The pefile Python module, written and maintained by Ero Carerra, has become an industry-standard malware analysis library for dissecting PE files. In this section, I show you how to use pefile to dissect ircbot.exe. The ircbot.exe file can be found on the virtual machine accompanying this book in the directory ~/malware_data_science/ch1/data. Listing 1-1 assumes that ircbot.exe is in your current working directory.

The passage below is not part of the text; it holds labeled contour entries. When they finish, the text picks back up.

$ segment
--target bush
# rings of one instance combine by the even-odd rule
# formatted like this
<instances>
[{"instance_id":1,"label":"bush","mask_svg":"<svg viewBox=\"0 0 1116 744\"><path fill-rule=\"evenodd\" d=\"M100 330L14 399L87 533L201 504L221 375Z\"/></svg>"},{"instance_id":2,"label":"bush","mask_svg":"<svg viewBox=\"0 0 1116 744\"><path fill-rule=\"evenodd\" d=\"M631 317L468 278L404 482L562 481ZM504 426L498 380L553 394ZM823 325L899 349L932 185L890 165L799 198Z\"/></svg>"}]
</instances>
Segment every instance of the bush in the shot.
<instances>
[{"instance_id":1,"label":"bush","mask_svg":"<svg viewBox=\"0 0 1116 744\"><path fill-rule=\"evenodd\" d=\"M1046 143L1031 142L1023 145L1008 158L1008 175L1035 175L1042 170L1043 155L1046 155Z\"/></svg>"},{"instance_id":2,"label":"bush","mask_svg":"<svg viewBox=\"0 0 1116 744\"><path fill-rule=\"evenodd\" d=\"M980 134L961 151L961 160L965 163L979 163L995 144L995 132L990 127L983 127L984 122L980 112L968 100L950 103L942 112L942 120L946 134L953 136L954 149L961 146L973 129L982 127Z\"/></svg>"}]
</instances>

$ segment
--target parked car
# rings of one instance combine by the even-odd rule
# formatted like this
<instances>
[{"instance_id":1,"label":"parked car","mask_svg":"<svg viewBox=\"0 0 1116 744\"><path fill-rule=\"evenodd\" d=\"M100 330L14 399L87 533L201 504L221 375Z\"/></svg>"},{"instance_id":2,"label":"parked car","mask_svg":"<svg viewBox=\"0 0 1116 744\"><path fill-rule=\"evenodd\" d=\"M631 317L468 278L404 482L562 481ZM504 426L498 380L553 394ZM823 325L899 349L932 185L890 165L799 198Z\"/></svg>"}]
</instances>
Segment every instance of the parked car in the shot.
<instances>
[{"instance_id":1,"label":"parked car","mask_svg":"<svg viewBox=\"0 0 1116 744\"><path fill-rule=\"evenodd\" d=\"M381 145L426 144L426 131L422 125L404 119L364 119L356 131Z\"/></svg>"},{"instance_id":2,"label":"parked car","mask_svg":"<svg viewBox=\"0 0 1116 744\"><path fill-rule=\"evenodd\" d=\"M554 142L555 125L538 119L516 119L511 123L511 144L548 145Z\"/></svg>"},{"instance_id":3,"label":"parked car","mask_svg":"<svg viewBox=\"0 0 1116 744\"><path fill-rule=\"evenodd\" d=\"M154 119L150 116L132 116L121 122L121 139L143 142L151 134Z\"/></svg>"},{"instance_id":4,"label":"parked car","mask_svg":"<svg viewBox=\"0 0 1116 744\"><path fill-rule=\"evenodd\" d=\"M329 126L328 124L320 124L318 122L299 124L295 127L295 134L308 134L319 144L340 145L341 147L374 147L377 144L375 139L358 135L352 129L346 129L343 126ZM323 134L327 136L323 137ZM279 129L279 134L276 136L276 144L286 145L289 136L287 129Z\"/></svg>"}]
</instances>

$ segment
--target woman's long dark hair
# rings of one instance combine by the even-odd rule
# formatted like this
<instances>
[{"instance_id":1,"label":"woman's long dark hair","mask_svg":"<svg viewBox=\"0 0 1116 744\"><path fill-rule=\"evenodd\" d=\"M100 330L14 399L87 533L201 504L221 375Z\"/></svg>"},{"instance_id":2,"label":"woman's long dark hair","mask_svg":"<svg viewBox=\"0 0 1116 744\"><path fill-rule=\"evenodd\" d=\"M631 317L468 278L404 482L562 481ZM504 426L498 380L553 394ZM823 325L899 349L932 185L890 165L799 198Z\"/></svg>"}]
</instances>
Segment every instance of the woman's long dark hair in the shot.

Enter the following to install the pefile library so that we can import it within Python:

$ pip install pefile

Now, use the commands in Listing 1-1 to start Python, import the pefile module, and open and parse the PE file ircbot.exe using pefile.

$ python
>>> import pefile
>>> pe = pefile.PE("ircbot.exe")

Listing 1-1: Loading the pefile module and parsing a PE file (ircbot.exe)

We instantiate pefile.PE, which is the core class implemented by the PE module. It parses PE files so that we can examine their attributes. By calling the PE constructor, we load and parse the specified PE file, which is ircbot.exe in this example. Now that we’ve loaded and parsed our file, run the code in Listing 1-2 to pull information from ircbot.exe’s PE fields.

# based on Ero Carrera's example code (pefile library author)
for section in pe.sections:
print (section.Name, hex(section.VirtualAddress),
hex(section.Misc_VirtualSize), section.SizeOfRawData )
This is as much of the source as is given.